🐿️ Go-Shamir: Fast Shamir Secret Sharing in Pure Go 🔑

This library offers higher throughput and lower latency to generate shamir secret-sharing, compared to Hashicorp's implementation in Vault. Our benchmark shows up to 80x better throughput!

Modifications from the original Hashicorp's implementation:

Support arbitrary length secret data.
Straightforward API interfaces for splitting and combining secret shares, similar as the original implementation by Hashicorp.
Optimized for doing threshold secret sharing for large data using vectorized operation which is more cache-friendly.
For the Galois arithmatics used in the seret-shares generation, we use SIMD support for ARM64 and AMD64 architecture.
For higher throughput, we use AES counter mode with AES-NI as the randomization source (computationally secure psuedo-random number generator/CSPRNG) instead of Go standard math/rand or crypto/rand.
Implementation of SSMS (Secret-Sharing Made Short) which combines Shamir's secret sharing and reed-solomon erasure coding for smaller shares' size.

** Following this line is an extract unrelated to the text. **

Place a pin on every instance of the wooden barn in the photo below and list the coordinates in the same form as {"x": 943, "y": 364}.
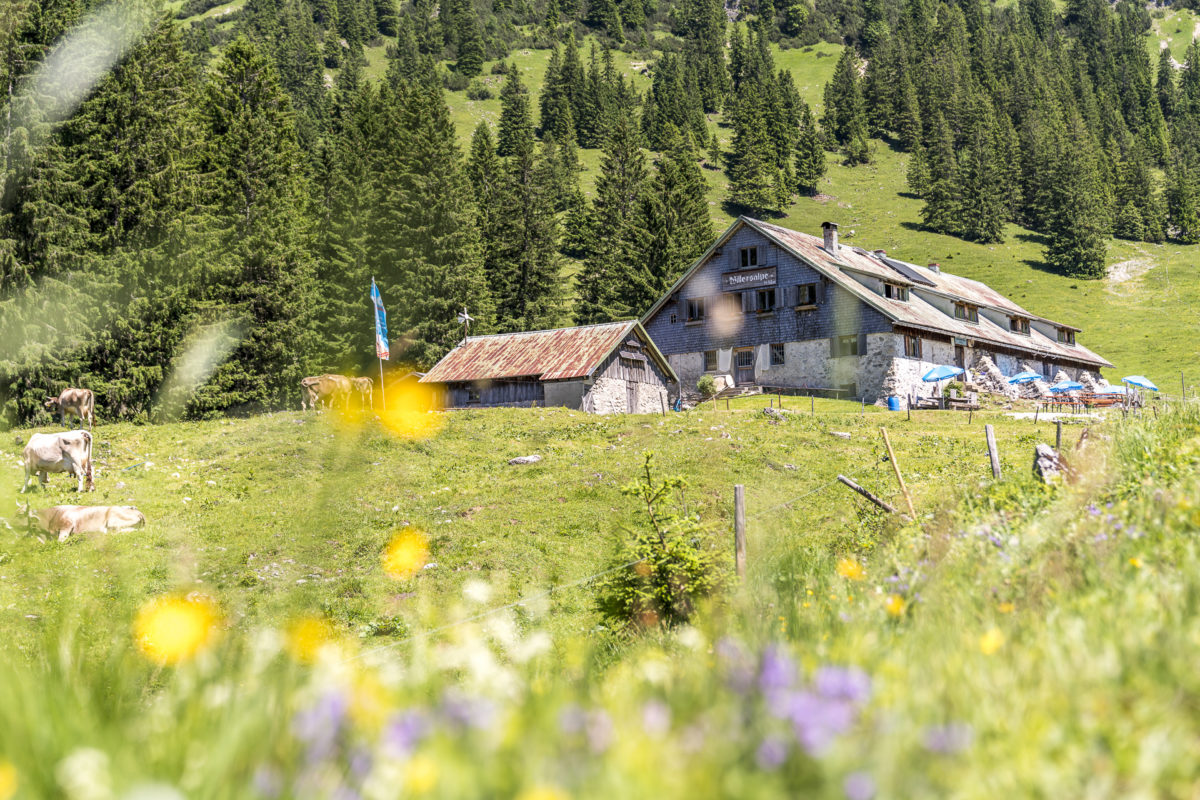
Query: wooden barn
{"x": 612, "y": 368}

This implementation is possible because of these amazing works:

Benchmark result using one core in Macbook Pro with M1 chip can be seen below. Here we generate 5 secret-shares from 1K, 10K, and 1M bytes of secret data which can be recovered by combining t=2 shares.

$ go test -cpu 1 -bench BenchmarkSplitHashicorp
goos: darwin
goarch: arm64
pkg: github.com/fadhilkurnia/shamir
BenchmarkSplitHashicorp1K  	    3614	    328623 ns/op	   3.04 MB/s
BenchmarkSplitHashicorp10K 	     369	   3212093 ns/op	   3.11 MB/s
BenchmarkSplitHashicorp1M  	       3	 335963042 ns/op	   3.12 MB/s

$ go test -cpu 1 -bench BenchmarkSplitGoShamir
goos: darwin
goarch: arm64
pkg: github.com/fadhilkurnia/shamir
BenchmarkSplitGoShamir1K  	  135366	      8785 ns/op	 113.83 MB/s
BenchmarkSplitGoShamir10K 	   25412	     46940 ns/op	  21.30 MB/s
BenchmarkSplitGoShamir1M  	     276	   4366021 ns/op	 240.17 MB/s

Here we can see that Go-Shamir provides up to 80x the throughput of Hashicorp's implementation!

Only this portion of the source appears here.